Each element of the marketing mix should be taken into consideration as the program is developed, for they are the core of the marketing effort. Research is used to elucidate and shape the final product, price, place, promotion and related decisions.
Additional Social Marketing "P's"
Publics--Social marketers often have many different audiences that their program has to address in order to be successful. "Publics" refers to both the external and internal groups involved in the program. External publics include the target audience, secondary audiences, policymakers, and gatekeepers, while the internal publics are those who are involved in some way with either approval or implementation of the program.
Partnership--Social and health issues are often so complex that one agency can't make a dent by itself. You need to team up with other organizations in the community to really be effective. You need to figure out which organizations have similar goals to yours--not necessarily the same goals--and identify ways you can work together.

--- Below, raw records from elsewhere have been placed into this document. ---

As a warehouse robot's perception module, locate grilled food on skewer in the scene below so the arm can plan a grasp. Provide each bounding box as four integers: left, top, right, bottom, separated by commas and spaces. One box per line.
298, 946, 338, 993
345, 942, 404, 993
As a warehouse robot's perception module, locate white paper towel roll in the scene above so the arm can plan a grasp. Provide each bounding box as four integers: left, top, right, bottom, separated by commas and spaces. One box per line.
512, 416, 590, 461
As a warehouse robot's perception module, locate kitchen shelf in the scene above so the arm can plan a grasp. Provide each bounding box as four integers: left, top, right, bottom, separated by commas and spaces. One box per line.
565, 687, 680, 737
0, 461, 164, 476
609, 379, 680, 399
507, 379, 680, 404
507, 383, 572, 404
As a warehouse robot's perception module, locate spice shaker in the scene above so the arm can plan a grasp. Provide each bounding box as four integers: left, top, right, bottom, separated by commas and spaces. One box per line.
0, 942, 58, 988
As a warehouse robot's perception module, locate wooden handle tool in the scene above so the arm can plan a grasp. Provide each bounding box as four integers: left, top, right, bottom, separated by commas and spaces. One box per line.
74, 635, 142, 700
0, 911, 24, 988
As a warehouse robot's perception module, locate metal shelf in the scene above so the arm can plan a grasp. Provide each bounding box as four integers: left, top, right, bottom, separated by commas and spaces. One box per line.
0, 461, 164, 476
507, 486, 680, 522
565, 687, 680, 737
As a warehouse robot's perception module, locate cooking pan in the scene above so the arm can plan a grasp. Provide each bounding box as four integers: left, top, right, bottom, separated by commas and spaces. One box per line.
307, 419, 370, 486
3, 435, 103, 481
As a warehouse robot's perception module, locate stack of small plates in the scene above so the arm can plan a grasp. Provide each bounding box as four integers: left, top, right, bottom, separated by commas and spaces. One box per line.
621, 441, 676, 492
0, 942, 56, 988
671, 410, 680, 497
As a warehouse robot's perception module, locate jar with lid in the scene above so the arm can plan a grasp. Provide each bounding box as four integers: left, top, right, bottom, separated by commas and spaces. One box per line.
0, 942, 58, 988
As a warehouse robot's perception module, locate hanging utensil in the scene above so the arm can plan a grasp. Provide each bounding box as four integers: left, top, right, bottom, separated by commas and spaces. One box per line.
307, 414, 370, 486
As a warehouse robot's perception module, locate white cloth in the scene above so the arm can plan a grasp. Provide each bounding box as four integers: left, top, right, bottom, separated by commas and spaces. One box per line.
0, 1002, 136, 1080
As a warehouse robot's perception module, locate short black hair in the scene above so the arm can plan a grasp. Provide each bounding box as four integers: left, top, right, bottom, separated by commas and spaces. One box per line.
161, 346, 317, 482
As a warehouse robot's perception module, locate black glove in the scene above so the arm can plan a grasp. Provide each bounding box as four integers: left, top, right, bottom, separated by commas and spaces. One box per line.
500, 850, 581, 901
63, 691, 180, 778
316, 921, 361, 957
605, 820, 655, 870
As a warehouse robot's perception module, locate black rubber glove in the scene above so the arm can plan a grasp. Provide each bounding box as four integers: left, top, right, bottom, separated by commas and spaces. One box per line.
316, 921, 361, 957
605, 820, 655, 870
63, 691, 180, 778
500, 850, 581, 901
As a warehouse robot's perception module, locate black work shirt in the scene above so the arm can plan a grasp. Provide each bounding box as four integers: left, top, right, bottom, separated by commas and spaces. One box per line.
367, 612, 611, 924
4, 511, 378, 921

Policy--Social marketing programs can do well in motivating individual behavior change, but that is difficult to sustain unless the environment they're in supports that change for the long run. Often, policy change is needed, and media advocacy programs can be an effective complement to a social marketing program.
Purse Strings--Most organizations that develop social marketing programs operate through funds provided by sources such as foundations, governmental grants or donations. This adds another dimension to the strategy development-namely, where will you get the money to create your program?
Promotion
Place
Price
"Price" refers to what the consumer must do in order to obtain the social marketing product. This cost may be monetary, or it may instead require the consumer to give up intangibles, such as time or effort, or to risk embarrassment and disapproval. If the costs outweigh the benefits for an individual, the perceived value of the offering will be low and it will be unlikely to be adopted. However, if the benefits are perceived as greater than their costs, chances of trial and adoption of the product is much greater.
In setting the price, particularly for a physical product, such as contraceptives, there are many issues to consider. If the product is priced too low, or provided free of charge, the consumer may perceive it as being low in quality. On the other hand, if the price is too high, some will not be able to afford it. Social marketers must balance these considerations, and often end up charging at least a nominal fee to increase perceptions of quality and to confer a sense of "dignity" to the transaction. These perceptions of costs and benefits can be determined through research, and used in positioning the product.